Kirchenvertreter in Kairo nehmen Polizei in Schutz

"Bürgerkriegsähnliche Zustände“

Nach den blutigen Zusammenstößen zwischen Polizei und Mursi-Anhängern ist die Lage in Kairo weiter gespannt. Von "bürgerkriegsähnlichen Zuständen“ spricht der Pfarrer der deutschsprachigen katholischen Gemeinde in Kairo, Joachim Schroedel.

Trauer nach neuer Gewalt in Kairo (dpa)
Trauer nach neuer Gewalt in Kairo / ( dpa )

Die Situation sei "unübersichtlich", sagte Schroedel, dessen Gemeindezentrum in der Innenstadt unweit dem Tahrir-Platz liegt.

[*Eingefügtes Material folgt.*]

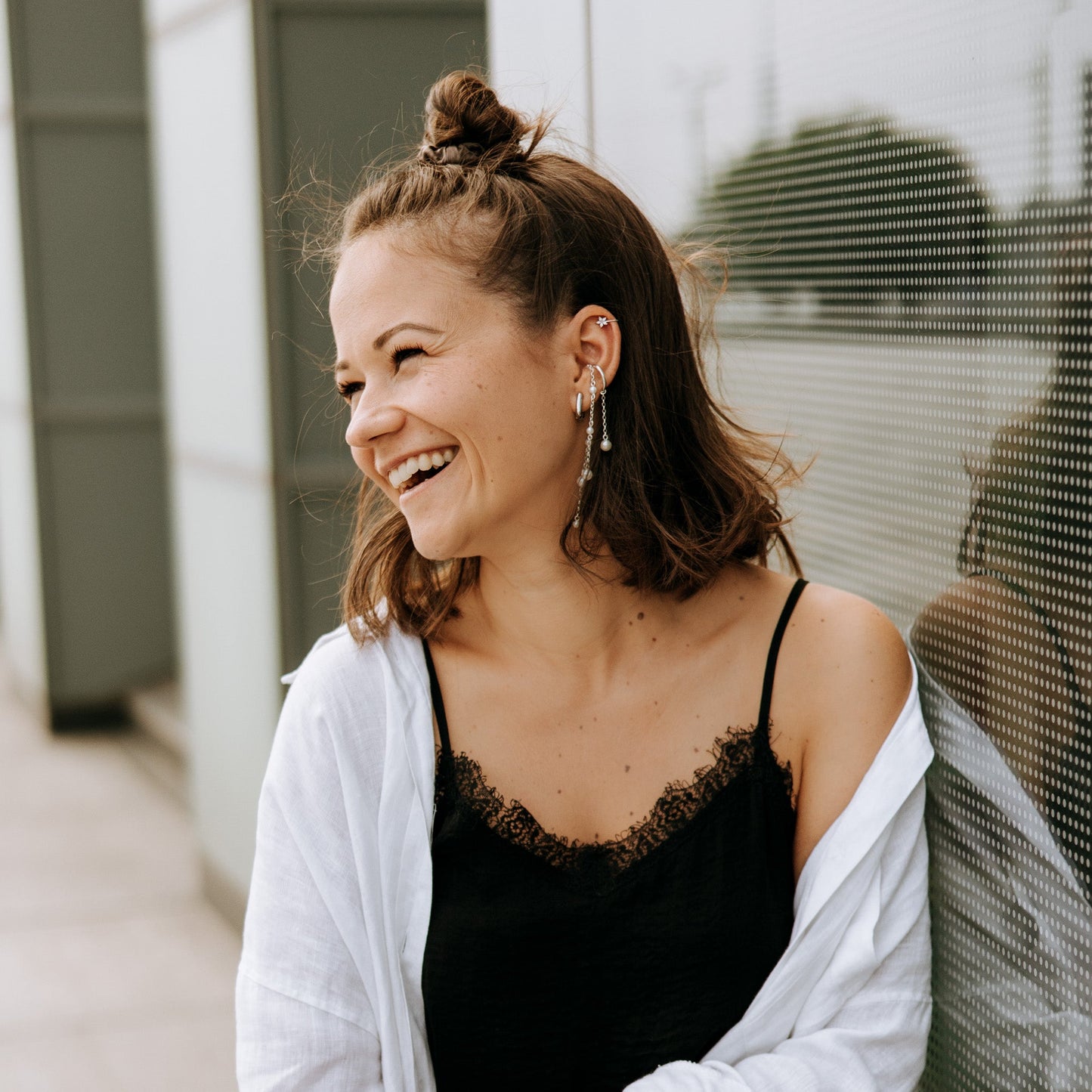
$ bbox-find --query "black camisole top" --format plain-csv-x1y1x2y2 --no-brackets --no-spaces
422,580,806,1092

Der Sprecher der katholischen Bischofskonferenz in Ägypten, Antoine Rafic Greiche, sagte, Zahlen von mehr als 100 getöteten Anhängern des entmachteten Präsidenten Mohammed Mursi seien übertrieben. Laut einer Meldung des vatikanischen Pressedienstes Asianews (Mittwoch) bestritt er Darstellungen, die Polizei sei mit scharfer Munition gegen die Besetzer des Nahda-Platzes nahe der Universität vorgegangen. Die Demonstranten hätten sich hinter Sandsäcken und Steinmauern verschanzt und auf Wasserwerfer und Tränengas mit Steinwürfen und Schüssen geantwortet.

Auch Schroedel bezweifelte "Horrorzahlen" von Hunderten Toten. Polizei und Militär gingen "mit äußerster Vorsicht" gegen die Islamisten vor. Dass es ein Massaker gegeben habe, scheine «nicht der Fall zu sein». Die Einsatzkräfte hätten versucht, die Demonstranten mit Tränengas "auszuräuchern" und zu einem kontrollierten Abzug zu bewegen. Funde von Kalaschnikows und Maschinengewehren zeigten, dass es sich keineswegs um friedliche Kundgebungen handele.

Zunehmende Feindseligkeiten gegen Christen

Unterdessen nehmen nach Schroedels Aussage Feindseligkeiten gegen Christen in Mittelägypten zu. Seit einigen Wochen würden kirchliche Gebäude häufiger Ziel von Schmierereien; diese bezeichneten den Islam als «wahre Religion Ägyptens» und den koptischen Papst Tawadros II. als "Hund". "Die Christen müssen sich in nächster Zeit warm anziehen, weise und klug sein", so der Priester.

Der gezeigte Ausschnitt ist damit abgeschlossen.